Page:Aulnoy - Contes de Madame d'Aulnoy, 1882.djvu/32

Le texte de cette page a été corrigé et est conforme au fac-similé.

L’OISEAU BLEU




I l était une fois un roi fort riche en terres et en argent ; sa femme mourut, il en fut inconsolable. Il s’enferma huit jours entiers dans un petit cabinet, où il se cassait la tête contre les murs, tant il était affligé. On craignit qu’il ne se tuât : on mit des matelas entre la tapisserie et la muraille, de sorte qu’il avait beau se frapper, il ne se faisait plus de mal. Tous ses sujets résolurent entre eux de l’aller voir, et de lui dire ce qu’ils pourraient de plus propre à soulager sa tristesse. Les uns préparaient des discours graves et sérieux, d’autres d’agréables, et même de réjouissants ; mais cela ne faisait aucune impression sur son esprit, à peine entendait-il ce qu’on lui disait. Enfin, il se présenta devant lui une femme si couverte de crêpes noirs, de voiles, de mantes, de longs habits de deuil, et qui pleurait et sanglotait si fort et si haut, qu’il en demeura surpris. Elle lui dit qu’elle n’entreprenait point comme les autres de diminuer sa douleur, qu’elle venait pour l’augmenter, parce que rien n’était plus juste que de pleurer une bonne femme ; que pour elle, qui avait eu le meilleur de tous les maris, elle faisait bien son compte de pleurer tant qu’il lui resterait des yeux à la tête. Là-dessus elle redoubla ses cris, et le roi à son exemple se mit à hurler.

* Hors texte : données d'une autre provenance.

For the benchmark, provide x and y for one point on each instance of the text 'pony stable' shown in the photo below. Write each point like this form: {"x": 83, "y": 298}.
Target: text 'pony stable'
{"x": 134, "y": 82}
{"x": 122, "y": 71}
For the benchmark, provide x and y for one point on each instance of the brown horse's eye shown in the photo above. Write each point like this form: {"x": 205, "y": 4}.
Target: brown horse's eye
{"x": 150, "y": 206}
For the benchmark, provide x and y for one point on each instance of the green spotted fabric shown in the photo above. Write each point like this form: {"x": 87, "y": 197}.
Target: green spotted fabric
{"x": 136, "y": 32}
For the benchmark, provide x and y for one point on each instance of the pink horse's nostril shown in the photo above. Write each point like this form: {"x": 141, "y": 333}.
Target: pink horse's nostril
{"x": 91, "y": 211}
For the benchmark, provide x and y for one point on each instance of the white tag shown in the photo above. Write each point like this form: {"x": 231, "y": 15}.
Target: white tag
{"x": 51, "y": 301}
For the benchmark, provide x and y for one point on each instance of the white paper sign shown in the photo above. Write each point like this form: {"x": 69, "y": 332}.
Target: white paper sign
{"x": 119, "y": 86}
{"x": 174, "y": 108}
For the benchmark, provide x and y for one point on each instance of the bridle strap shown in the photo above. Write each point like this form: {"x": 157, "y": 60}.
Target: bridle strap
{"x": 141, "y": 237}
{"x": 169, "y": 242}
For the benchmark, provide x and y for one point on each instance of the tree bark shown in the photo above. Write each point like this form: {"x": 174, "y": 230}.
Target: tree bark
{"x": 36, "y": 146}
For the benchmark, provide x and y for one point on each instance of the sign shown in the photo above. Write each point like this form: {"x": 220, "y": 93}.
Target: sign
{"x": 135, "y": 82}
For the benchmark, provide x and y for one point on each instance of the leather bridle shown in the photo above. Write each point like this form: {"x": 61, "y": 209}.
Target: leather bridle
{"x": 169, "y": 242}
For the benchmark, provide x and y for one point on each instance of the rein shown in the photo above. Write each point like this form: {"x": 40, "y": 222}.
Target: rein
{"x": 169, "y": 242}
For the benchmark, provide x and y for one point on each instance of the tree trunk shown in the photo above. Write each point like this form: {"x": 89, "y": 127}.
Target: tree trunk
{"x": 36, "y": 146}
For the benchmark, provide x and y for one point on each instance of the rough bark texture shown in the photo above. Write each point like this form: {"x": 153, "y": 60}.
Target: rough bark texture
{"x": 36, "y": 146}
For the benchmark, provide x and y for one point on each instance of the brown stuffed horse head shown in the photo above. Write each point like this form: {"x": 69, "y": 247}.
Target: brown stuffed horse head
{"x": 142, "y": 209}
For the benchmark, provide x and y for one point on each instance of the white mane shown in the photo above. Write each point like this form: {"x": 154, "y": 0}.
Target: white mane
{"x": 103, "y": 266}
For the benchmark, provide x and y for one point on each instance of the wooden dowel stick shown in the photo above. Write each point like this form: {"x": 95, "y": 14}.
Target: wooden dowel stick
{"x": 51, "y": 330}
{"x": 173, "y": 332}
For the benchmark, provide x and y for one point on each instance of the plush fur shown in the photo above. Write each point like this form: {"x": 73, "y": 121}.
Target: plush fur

Il la reçut mieux que les autres : il l’entretint des belles qualités de sa chère défunte, et elle renchérit celles de son cher défunt : ils causèrent tant et tant, qu’ils ne savaient plus que dire sur leur douleur. Quand la fine veuve vit la matière presque épuisée, elle leva un peu ses voiles, et le roi affligé se récréa la vue à regarder cette pauvre affligée, qui tournait et retournait fort à propos deux grands jeux bleus, bordés de longues paupières noires ; son teint était assez fleuri. Le roi la considéra avec beaucoup d’attention ; peu à peu il parla moins de sa femme, puis il n’en parla plus du tout. La veuve disait qu’elle voulait toujours pleurer son mari, le roi la pria de ne point immortaliser son chagrin. Pour conclusion, l’on fut tout étonné qu’il l’épousât, et que le noir se changeât en vert et en couleur de rose : il suffit très souvent de connaître le faible des gens pour entrer dans leur cœur et pour en faire tout ce que l’on veut.

Le roi n’avait eu qu’une fille de son premier mariage, qui passait pour la huitième merveille du monde ; on la nommait Florine, parce qu’elle ressemblait à Flore, tant elle était fraîche, jeune et belle. On ne lui voyait guère d’habits magnifiques ; elle aimait les robes de taffetas volant, avec quelques agrafes de pierreries et force guirlandes de fleurs, qui faisaient un effet admirable quand elles étaient placées dans ses beaux cheveux. Elle n’avait que quinze ans lorsque le roi se remaria.


Le roi la considéra avec beaucoup d’attention.(p. 17)

La nouvelle reine envoya quérir sa fille, qui avait été nourrie chez sa marraine, la fée Soussio ; mais elle n’en était ni plus gracieuse ni plus belle : Soussio y avait voulu travailler, et n’avait rien gagné ; elle ne laissait pas de l’aimer chèrement : on l’appelait Truitonne, car son visage avait autant de taches de rousseur qu’une truite ; ses cheveux noirs étaient si gras et si crasseux que l’on n’y pouvait toucher, et sa peau jaune distillait de l’huile. La reine ne laissait pas de l’aimer à la folie, elle ne parlait que de la charmante Truitonne ; et comme Florine avait toutes sortes d’avantages au-dessus d’elle, la reine s’en désespérait ; elle cherchait tous les moyens possibles de la mettre mal auprès du roi : il n’y avait point de jour que la reine et Truitonne ne fissent quelque pièce à Florine. La princesse, qui était douce et spirituelle, tâchait de se mettre au-dessus de ce mauvais procédé.